Multi‐relay selection schemes based on evolutionary algorithm in cooperative relay networks

In cooperative relay networks, the selected relay nodes have great impact on the system performance. In this paper, a multi-relay selection schemes that consider both single objective and multi-objective are proposed based on evolutionary algorithms. First, the single-objective optimization problems of the best cooperative relay nodes selection for signal-to-noise ratio SNR maximization or power efficiency optimization are solved based on the quantum particle swarm optimization QPSO. Then the multi-objective optimization problems of the best cooperative relay nodes selection for SNR maximization and power consumption minimization two contradictive objectives or SNR maximization and power efficiency optimization also two contradictive objectives are solved based on a non-dominated sorting QPSO, which can obtain the Pareto front solutions of the problems considering two contradictive objectives simultaneously.
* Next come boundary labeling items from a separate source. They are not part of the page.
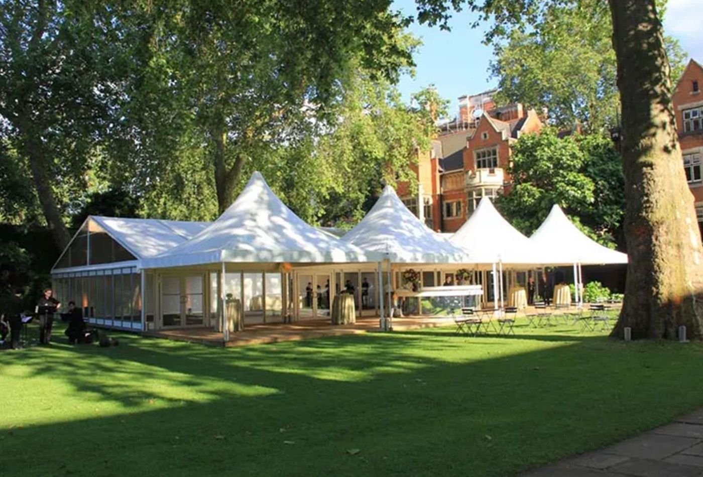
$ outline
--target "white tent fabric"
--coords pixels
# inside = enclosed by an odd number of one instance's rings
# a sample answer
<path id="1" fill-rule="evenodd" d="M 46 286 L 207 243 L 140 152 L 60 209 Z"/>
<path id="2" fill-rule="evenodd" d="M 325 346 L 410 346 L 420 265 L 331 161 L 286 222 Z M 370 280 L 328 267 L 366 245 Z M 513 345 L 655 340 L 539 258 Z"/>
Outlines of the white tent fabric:
<path id="1" fill-rule="evenodd" d="M 612 250 L 586 237 L 558 205 L 529 237 L 533 252 L 541 263 L 550 265 L 626 263 L 627 255 Z"/>
<path id="2" fill-rule="evenodd" d="M 144 268 L 238 263 L 379 261 L 330 234 L 308 225 L 287 207 L 254 172 L 237 200 L 217 220 L 188 241 L 151 259 Z"/>
<path id="3" fill-rule="evenodd" d="M 381 252 L 392 263 L 472 263 L 463 249 L 415 217 L 389 185 L 368 214 L 342 238 L 366 251 Z"/>
<path id="4" fill-rule="evenodd" d="M 449 240 L 464 248 L 479 263 L 539 263 L 529 239 L 520 233 L 484 197 L 476 210 Z"/>
<path id="5" fill-rule="evenodd" d="M 92 220 L 137 259 L 153 257 L 182 244 L 209 225 L 155 218 L 91 216 Z"/>

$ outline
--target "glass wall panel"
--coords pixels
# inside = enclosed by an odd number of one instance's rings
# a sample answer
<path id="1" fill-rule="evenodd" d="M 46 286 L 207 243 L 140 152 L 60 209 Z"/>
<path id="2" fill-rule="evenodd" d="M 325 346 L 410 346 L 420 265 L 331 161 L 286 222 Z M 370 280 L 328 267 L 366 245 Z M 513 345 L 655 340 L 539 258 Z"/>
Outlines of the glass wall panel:
<path id="1" fill-rule="evenodd" d="M 112 275 L 108 275 L 105 276 L 105 317 L 110 320 L 110 322 L 106 323 L 107 325 L 111 324 L 112 319 L 115 318 L 115 289 L 112 287 Z"/>
<path id="2" fill-rule="evenodd" d="M 264 317 L 262 273 L 244 274 L 244 318 L 247 323 L 260 323 Z"/>
<path id="3" fill-rule="evenodd" d="M 161 280 L 161 313 L 164 326 L 181 326 L 181 277 L 165 276 Z"/>
<path id="4" fill-rule="evenodd" d="M 148 323 L 154 322 L 154 274 L 146 274 L 146 322 Z"/>
<path id="5" fill-rule="evenodd" d="M 132 322 L 141 322 L 141 275 L 132 273 L 131 287 L 131 320 Z"/>
<path id="6" fill-rule="evenodd" d="M 210 272 L 210 322 L 217 322 L 219 315 L 219 289 L 217 283 L 217 273 Z"/>
<path id="7" fill-rule="evenodd" d="M 434 272 L 423 272 L 423 286 L 437 287 L 434 283 Z"/>
<path id="8" fill-rule="evenodd" d="M 281 288 L 280 273 L 265 273 L 266 280 L 266 315 L 280 318 L 283 308 L 283 295 Z"/>
<path id="9" fill-rule="evenodd" d="M 205 304 L 203 301 L 202 275 L 186 277 L 183 279 L 186 289 L 186 325 L 202 325 Z"/>
<path id="10" fill-rule="evenodd" d="M 376 290 L 376 274 L 373 272 L 361 273 L 361 309 L 375 310 L 378 299 Z"/>
<path id="11" fill-rule="evenodd" d="M 312 317 L 312 275 L 298 275 L 298 300 L 300 302 L 300 318 Z"/>

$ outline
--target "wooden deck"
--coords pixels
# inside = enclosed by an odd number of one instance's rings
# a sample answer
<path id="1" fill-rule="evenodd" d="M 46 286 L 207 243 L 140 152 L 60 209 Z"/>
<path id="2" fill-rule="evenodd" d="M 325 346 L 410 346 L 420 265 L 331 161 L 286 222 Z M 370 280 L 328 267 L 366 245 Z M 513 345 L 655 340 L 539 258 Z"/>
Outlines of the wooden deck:
<path id="1" fill-rule="evenodd" d="M 451 318 L 396 318 L 393 319 L 393 329 L 402 330 L 435 327 L 447 326 L 453 322 Z M 244 331 L 230 333 L 228 341 L 224 341 L 221 333 L 210 328 L 162 329 L 147 332 L 144 334 L 211 346 L 245 346 L 378 331 L 378 318 L 358 318 L 354 325 L 333 325 L 330 324 L 329 319 L 303 320 L 290 324 L 250 325 L 246 326 Z"/>

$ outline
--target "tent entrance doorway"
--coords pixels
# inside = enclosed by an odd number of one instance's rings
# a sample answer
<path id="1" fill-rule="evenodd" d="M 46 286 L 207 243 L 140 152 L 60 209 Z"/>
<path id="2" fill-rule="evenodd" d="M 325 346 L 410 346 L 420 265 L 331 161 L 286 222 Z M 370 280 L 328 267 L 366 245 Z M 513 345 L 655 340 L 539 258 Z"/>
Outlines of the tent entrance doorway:
<path id="1" fill-rule="evenodd" d="M 162 277 L 161 322 L 164 328 L 203 326 L 203 280 L 202 274 Z"/>

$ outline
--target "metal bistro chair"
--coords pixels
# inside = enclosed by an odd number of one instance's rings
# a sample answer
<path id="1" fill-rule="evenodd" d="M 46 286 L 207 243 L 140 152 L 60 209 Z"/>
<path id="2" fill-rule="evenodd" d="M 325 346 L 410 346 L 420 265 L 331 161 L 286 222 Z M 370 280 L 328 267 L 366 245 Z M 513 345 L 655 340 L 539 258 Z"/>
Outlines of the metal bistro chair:
<path id="1" fill-rule="evenodd" d="M 498 323 L 500 327 L 498 329 L 498 334 L 504 334 L 507 336 L 510 333 L 512 333 L 512 335 L 515 336 L 515 330 L 512 327 L 515 326 L 515 320 L 517 318 L 517 307 L 506 306 L 503 312 L 503 316 L 498 319 Z"/>
<path id="2" fill-rule="evenodd" d="M 600 331 L 605 331 L 610 327 L 610 317 L 606 313 L 609 308 L 602 303 L 591 306 L 591 329 L 593 331 L 595 331 L 599 323 L 600 324 Z"/>

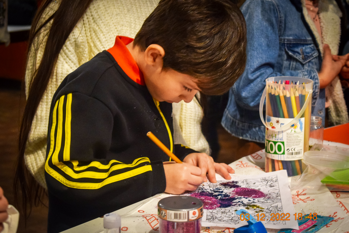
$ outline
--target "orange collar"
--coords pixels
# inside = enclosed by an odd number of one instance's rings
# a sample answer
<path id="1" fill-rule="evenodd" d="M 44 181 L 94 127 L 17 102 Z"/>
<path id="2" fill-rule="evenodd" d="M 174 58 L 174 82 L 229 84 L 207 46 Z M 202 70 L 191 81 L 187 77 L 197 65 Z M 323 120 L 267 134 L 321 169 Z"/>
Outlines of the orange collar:
<path id="1" fill-rule="evenodd" d="M 122 70 L 134 81 L 141 85 L 145 85 L 143 74 L 139 69 L 126 45 L 133 39 L 126 36 L 118 36 L 115 38 L 114 46 L 107 50 L 114 59 Z"/>

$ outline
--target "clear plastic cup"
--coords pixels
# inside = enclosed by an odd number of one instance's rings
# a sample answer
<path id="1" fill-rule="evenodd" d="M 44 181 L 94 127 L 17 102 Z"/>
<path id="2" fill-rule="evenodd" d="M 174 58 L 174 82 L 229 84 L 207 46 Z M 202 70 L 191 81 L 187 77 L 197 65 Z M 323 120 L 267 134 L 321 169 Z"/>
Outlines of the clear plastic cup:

The relay systems can select one solution from the Pareto front solutions according to the trade-off of SNR and power consumption or the trade-off of SNR and power efficiency to take part in the cooperative transmission. Simulation results show that the QPSO-based multi-relay selection schemes have the ability to search global optimal solution compared with other multi-relay selection schemes in literature. Simulation results also show that the non-dominated sorting QPSO-based multi-relay selection schemes obtain the same Pareto solutions as exhaustive search, but the proposed schemes have a very low complexity. Copyright © 2013 John Wiley & Sons, Ltd.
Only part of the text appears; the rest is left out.